Le sérieux absolu de son explication, ainsi que les circonstances incongrues dans lesquelles il la délivre, m’arrache un rire nerveux.
— L’histoire semble vous passionner !
— Je ne fais que répéter ce que j’ai entendu mon père ressasser pendant des années.
Sa voix tremble un peu, comme à chaque fois qu’il évoque le vétéran. Je réprime un soupir : j’espère que Célestin, en constatant notre absence prolongée, n’a pas pris le risque de quitter sa retraite.
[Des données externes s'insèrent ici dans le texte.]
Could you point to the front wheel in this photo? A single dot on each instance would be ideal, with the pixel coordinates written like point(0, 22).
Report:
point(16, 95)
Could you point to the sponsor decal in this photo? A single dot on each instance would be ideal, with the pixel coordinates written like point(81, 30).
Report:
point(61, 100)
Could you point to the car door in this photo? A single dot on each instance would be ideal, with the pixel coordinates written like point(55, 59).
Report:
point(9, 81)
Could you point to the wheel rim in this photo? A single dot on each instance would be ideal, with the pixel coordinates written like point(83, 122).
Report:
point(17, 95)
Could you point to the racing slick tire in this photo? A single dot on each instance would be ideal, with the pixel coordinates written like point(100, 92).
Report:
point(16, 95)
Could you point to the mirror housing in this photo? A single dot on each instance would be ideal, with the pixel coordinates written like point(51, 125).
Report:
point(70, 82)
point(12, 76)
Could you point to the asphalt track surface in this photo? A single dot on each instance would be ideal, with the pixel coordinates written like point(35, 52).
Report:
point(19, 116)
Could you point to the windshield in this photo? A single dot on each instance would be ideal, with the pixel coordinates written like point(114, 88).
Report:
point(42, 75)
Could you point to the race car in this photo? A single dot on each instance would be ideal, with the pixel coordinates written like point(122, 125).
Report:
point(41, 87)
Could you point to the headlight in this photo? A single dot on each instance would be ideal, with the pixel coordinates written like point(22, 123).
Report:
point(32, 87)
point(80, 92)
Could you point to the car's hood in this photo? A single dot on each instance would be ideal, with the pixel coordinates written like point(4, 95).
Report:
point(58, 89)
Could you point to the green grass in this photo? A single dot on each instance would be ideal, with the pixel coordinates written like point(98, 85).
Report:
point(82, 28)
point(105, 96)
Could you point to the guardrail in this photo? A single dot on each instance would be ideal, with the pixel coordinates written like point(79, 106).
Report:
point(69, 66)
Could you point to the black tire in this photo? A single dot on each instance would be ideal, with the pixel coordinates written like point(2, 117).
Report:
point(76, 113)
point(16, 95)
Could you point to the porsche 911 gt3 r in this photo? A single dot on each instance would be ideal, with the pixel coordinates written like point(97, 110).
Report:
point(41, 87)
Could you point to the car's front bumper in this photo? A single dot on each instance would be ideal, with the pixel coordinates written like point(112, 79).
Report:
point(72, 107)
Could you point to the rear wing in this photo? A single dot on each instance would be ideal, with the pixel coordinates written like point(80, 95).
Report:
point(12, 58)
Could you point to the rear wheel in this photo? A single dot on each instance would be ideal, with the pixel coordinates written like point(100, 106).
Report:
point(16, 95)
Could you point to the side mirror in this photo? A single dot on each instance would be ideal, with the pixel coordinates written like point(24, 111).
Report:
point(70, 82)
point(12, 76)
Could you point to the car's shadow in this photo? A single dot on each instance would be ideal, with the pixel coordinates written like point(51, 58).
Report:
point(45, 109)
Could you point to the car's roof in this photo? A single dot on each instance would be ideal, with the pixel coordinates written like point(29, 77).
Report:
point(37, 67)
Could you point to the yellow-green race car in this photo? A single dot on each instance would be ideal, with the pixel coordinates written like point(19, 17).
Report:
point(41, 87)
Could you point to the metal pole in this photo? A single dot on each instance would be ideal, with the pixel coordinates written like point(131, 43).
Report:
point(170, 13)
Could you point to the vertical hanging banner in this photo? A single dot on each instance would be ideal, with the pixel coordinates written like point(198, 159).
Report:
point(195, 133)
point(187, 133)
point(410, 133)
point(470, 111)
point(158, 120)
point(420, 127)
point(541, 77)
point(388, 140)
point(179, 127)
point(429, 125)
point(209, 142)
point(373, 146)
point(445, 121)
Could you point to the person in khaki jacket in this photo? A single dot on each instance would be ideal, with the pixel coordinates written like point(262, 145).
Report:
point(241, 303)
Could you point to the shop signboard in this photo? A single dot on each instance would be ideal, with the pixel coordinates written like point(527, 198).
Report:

L’examen rapide des autres cavités révèle le même genre d’occupants. À mon grand soulagement, nous ne trouvons aucun enfant parmi ces cadavres macérant dans le liquide. Alors que nous parvenons dans une zone où les tombes sont vides, parfois inachevées, ma main attrape la manche de Charles :
— De quoi sont-ils morts, à votre avis ?
— Difficile à déterminer. Je n’ai pas vu de traces de violences, mais cela ne veut pas dire pour autant que leur décès a été naturel.
Je reviens auprès d’un des derniers corps médiévaux, celui d’un homme vêtu de haillons, et braque le rayon de la torche sur les restes racornis, à la recherche d’un signe d’agression. C’est alors que je remarque un cordon à peine visible, serré autour du cou décharné.